(Kazmir Malevich, Black Square and Red Square 1915/Cindy Sherman, Untitled #183, 1988)
So on the commute home from Syracuse I caught Judith Shulevitz, the science editor at the New Republic, talking about her latest article on what may be the bad genetic effects passed on to the children born to older parents and by possible side-effects of advanced fertility techniques and environmental toxins. For all the details, go to Shulevitz’s article . Mostly, the complications experienced by what percentage of children born to older children involve mild to more severe forms of cognitive and motor disorders. Is the problem as severe as indicated. Will the medical, social, and psychological consequences of late parenting upend American society as claimed in the article’s title? I’ll leave the more technical questions to the science writers who know more about this stuff.
What struck my interest about the article and the appearance at Fresh Air was the enormous confluence of factors involved. Science (are there and what are the genetic effects of later parenting? how awful are these fertility treatments that older women, in particular, suffer in order to conceive? What are the environmental pressures on the ageing bodies of older fathers?). Economics (Consider the pressures at work that pressure women to decide to start planning families later down a career path). Politics (we live in a country that does relatively nothing to support young families) . Gender (we are asked to consider enormous pressures suffered disproportionately by women that turn out to be medical, economic, political, and also social and psychological)

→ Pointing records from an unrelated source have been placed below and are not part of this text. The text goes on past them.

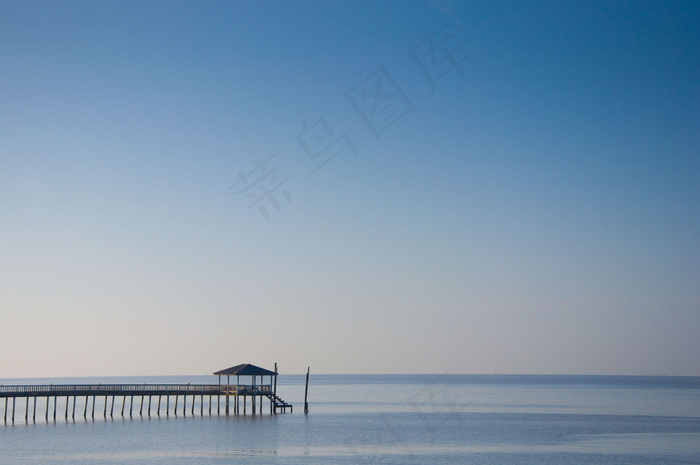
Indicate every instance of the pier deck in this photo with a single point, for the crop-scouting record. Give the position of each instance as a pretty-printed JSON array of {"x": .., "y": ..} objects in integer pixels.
[{"x": 238, "y": 393}]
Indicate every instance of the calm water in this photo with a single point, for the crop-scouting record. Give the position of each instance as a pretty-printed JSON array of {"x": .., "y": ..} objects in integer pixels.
[{"x": 426, "y": 419}]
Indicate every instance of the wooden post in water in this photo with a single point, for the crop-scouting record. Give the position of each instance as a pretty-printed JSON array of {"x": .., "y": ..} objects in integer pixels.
[{"x": 306, "y": 392}]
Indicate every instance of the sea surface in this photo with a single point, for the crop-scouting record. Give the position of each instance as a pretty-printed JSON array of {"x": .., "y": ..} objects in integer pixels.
[{"x": 383, "y": 419}]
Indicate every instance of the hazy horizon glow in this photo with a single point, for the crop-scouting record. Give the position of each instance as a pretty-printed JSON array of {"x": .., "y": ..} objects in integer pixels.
[{"x": 399, "y": 187}]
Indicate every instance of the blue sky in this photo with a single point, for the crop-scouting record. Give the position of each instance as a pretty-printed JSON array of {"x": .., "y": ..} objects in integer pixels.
[{"x": 528, "y": 207}]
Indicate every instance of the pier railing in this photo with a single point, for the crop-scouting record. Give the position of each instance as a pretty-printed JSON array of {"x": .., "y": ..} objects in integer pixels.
[{"x": 47, "y": 390}]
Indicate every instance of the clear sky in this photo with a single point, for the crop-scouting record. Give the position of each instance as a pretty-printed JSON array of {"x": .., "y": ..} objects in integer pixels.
[{"x": 362, "y": 187}]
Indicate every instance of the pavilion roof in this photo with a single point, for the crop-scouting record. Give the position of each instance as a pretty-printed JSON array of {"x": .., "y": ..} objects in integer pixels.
[{"x": 245, "y": 369}]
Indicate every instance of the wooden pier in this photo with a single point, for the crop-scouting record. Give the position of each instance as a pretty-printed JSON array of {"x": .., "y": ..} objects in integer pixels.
[{"x": 233, "y": 396}]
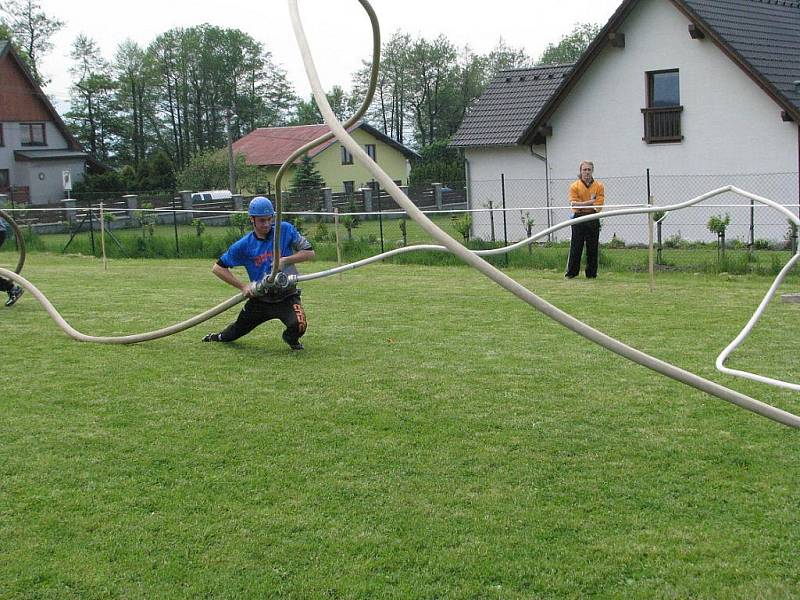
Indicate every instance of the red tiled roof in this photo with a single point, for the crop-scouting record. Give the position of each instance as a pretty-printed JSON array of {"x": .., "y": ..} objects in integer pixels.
[{"x": 273, "y": 145}]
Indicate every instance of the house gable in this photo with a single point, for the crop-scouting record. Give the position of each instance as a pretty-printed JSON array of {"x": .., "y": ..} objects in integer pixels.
[
  {"x": 724, "y": 117},
  {"x": 270, "y": 147},
  {"x": 23, "y": 100},
  {"x": 773, "y": 62}
]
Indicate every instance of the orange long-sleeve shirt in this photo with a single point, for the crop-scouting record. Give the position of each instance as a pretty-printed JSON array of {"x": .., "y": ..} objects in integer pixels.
[{"x": 580, "y": 192}]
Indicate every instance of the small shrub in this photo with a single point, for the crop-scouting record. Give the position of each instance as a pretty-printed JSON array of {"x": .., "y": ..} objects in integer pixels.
[
  {"x": 762, "y": 244},
  {"x": 616, "y": 242},
  {"x": 199, "y": 226},
  {"x": 240, "y": 220},
  {"x": 463, "y": 224},
  {"x": 675, "y": 241},
  {"x": 322, "y": 234}
]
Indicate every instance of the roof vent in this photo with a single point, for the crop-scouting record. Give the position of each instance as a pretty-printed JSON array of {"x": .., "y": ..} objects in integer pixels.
[{"x": 695, "y": 32}]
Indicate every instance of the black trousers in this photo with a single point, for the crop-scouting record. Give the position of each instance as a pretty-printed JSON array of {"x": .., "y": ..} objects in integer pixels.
[
  {"x": 5, "y": 284},
  {"x": 255, "y": 312},
  {"x": 587, "y": 234}
]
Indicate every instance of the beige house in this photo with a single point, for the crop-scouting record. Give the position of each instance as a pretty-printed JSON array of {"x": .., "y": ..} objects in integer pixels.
[{"x": 269, "y": 147}]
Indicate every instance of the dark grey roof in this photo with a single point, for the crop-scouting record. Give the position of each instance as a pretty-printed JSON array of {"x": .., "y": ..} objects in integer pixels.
[
  {"x": 48, "y": 154},
  {"x": 509, "y": 105},
  {"x": 765, "y": 34}
]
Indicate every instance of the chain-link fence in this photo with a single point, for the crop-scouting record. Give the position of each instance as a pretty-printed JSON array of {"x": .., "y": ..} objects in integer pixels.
[{"x": 485, "y": 214}]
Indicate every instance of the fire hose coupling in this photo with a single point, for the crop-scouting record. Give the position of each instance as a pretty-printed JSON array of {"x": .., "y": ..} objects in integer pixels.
[{"x": 282, "y": 281}]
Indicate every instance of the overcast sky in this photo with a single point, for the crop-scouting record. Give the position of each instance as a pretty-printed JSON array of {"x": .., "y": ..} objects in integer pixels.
[{"x": 338, "y": 30}]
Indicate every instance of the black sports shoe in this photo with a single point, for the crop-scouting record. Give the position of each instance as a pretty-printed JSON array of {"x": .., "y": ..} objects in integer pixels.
[
  {"x": 293, "y": 344},
  {"x": 14, "y": 295}
]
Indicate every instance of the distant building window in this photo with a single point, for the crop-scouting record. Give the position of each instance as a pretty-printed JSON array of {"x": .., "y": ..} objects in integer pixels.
[
  {"x": 662, "y": 117},
  {"x": 347, "y": 158},
  {"x": 32, "y": 134}
]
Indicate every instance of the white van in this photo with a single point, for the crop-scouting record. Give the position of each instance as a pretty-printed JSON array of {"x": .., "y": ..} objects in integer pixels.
[{"x": 211, "y": 196}]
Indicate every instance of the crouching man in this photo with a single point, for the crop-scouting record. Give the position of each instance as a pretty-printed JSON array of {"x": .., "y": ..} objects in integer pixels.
[{"x": 254, "y": 253}]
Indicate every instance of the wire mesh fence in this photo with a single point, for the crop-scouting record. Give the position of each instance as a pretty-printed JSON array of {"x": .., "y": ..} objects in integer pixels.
[{"x": 484, "y": 214}]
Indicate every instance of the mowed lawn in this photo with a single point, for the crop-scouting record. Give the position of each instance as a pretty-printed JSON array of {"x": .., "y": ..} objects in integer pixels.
[{"x": 437, "y": 438}]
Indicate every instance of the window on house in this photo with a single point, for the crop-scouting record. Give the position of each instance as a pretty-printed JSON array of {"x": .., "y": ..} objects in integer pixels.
[
  {"x": 662, "y": 117},
  {"x": 32, "y": 134},
  {"x": 347, "y": 158}
]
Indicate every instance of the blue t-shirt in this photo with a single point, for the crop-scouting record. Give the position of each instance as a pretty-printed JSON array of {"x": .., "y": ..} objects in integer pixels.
[{"x": 255, "y": 255}]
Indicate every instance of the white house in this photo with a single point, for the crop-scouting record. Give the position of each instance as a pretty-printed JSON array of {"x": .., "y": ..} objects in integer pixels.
[
  {"x": 36, "y": 148},
  {"x": 702, "y": 93}
]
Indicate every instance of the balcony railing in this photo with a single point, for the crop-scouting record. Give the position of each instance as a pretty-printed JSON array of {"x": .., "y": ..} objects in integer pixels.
[{"x": 662, "y": 124}]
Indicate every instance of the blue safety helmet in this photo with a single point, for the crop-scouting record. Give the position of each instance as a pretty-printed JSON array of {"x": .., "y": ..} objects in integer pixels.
[{"x": 260, "y": 206}]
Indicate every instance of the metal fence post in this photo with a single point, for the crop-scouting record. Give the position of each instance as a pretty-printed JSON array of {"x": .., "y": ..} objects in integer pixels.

At some point, the entire story began to sound like a scene out of the book of Genesis, not any one particular scene, but the kind of structural ur-scene that Cindy Sherman might conceive in one of her photographic, faux cinematic, faux art historical mockups. All the ingredients are there –ageing mothers and older husbands, sagging bodies, intense anxieties about fertility, shame, guilt, and always the bitter promise of mutual recrimination between partners. The only one missing from the biblical scene is a God or a science whose miraculous intervention we are now beginning to suspect comes too late in life.

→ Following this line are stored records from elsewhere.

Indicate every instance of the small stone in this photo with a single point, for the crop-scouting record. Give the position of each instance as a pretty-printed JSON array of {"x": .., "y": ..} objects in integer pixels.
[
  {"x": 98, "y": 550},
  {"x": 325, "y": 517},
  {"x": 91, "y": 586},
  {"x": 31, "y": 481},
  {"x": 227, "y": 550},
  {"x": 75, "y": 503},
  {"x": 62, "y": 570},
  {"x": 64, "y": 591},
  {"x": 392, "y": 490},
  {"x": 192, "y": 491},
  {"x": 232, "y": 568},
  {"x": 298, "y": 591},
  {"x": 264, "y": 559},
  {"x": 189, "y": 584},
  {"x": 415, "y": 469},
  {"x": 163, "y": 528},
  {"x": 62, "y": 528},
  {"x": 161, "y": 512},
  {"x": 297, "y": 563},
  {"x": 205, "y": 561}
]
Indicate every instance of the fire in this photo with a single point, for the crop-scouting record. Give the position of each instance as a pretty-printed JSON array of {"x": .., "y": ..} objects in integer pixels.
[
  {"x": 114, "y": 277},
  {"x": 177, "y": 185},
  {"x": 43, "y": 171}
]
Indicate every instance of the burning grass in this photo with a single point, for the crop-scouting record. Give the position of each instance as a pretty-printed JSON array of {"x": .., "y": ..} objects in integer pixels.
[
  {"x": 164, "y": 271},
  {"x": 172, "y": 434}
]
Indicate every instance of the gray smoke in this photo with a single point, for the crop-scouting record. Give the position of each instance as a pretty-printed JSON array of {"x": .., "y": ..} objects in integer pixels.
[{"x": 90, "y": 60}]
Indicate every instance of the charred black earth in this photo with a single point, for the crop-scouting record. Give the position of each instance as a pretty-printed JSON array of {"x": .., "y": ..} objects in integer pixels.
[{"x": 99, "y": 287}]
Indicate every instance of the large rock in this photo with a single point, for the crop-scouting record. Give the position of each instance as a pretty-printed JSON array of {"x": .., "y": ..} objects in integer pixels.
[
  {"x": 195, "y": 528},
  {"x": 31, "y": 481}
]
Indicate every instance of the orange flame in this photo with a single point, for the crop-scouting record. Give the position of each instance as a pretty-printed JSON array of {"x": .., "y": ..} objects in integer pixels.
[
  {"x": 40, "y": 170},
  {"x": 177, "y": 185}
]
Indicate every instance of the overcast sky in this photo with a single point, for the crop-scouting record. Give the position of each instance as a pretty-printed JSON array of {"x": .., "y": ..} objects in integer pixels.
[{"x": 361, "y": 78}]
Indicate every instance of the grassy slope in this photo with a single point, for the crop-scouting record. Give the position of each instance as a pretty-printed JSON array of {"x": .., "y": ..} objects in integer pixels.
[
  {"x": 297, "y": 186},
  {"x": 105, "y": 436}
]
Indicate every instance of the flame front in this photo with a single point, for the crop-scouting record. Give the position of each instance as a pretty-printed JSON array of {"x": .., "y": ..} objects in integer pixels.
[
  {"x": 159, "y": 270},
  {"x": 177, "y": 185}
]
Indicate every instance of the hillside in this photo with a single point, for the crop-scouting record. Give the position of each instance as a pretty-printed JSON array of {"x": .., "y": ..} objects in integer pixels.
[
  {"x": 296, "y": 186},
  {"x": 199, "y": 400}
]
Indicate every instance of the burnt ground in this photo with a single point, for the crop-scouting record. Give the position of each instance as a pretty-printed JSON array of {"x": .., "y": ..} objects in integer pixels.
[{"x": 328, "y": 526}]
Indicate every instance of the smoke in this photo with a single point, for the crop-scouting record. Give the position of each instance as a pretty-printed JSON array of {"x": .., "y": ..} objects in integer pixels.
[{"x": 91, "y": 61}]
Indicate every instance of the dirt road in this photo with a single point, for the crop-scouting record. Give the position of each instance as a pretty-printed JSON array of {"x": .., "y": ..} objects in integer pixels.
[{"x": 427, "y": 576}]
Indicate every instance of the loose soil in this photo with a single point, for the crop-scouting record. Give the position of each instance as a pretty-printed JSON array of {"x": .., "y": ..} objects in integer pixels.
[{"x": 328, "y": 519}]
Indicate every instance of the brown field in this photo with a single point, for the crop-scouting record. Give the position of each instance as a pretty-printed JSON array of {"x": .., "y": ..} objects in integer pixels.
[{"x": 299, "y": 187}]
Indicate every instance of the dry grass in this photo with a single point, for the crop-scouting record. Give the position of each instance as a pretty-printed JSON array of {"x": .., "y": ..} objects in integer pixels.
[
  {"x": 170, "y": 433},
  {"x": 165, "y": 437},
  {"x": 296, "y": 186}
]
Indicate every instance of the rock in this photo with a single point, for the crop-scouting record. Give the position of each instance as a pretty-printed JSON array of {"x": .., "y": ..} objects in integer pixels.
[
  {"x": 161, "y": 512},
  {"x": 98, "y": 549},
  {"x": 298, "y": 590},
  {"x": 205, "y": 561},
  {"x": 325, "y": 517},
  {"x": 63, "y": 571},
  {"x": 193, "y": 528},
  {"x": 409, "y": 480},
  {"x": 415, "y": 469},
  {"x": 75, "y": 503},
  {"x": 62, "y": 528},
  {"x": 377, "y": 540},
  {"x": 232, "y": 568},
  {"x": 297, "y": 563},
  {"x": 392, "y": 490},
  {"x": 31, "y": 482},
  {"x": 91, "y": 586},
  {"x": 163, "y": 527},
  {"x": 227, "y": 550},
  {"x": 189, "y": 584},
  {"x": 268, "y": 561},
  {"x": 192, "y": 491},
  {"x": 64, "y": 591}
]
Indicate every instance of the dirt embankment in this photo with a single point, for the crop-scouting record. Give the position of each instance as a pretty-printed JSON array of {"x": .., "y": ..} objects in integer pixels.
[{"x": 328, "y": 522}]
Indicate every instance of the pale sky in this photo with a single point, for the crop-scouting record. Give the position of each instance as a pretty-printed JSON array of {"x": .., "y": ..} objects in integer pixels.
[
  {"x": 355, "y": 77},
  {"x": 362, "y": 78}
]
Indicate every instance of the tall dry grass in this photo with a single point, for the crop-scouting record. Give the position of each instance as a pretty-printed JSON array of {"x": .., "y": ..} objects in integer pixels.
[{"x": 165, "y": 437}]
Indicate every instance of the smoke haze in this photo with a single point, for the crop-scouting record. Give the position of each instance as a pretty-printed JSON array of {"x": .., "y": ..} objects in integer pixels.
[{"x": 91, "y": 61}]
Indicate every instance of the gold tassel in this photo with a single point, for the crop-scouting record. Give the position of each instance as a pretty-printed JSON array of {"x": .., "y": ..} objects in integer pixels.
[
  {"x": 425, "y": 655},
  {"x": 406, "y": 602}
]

Shulevitz is also the author of The Sabbath World, a book that takes its departure from Abraham Joshua Heschel’s 1952 classic, The Sabbath. Terry Gross interviewed Shulevitz when the book came out, and knew well enough to know, being Terry Gross, to ask about what connects her book on religion with this new journalistic piece on science and fertility. It was at this point that I began losing my radio signal, so I actually missed the last few minutes of the interview. What I got was the sense that no, contra one way of reading Heschel, science and Sabbath are not at odds. But they form different human modalities that one needs to learn how to synch and move between, and that it’s important to step into community as a counterpoint to the kinds of pressures occasioned by the world of science and work. I can’t speak for the more faith-based forms of Protestantism, but in my view, what makes Judaism, and perhaps Catholicism and Islam not so difficult to synch with science is that these kinds of religion share with science a systems-based, rule-based character.
I’m reading Technics & Civilization now, so everything is Lewis Mumford who seemed to have understood back in 1930 that the assimilation of the machine is deeply aesthetic. I think religion, the right kind of religion, has a place to play in that dynamic.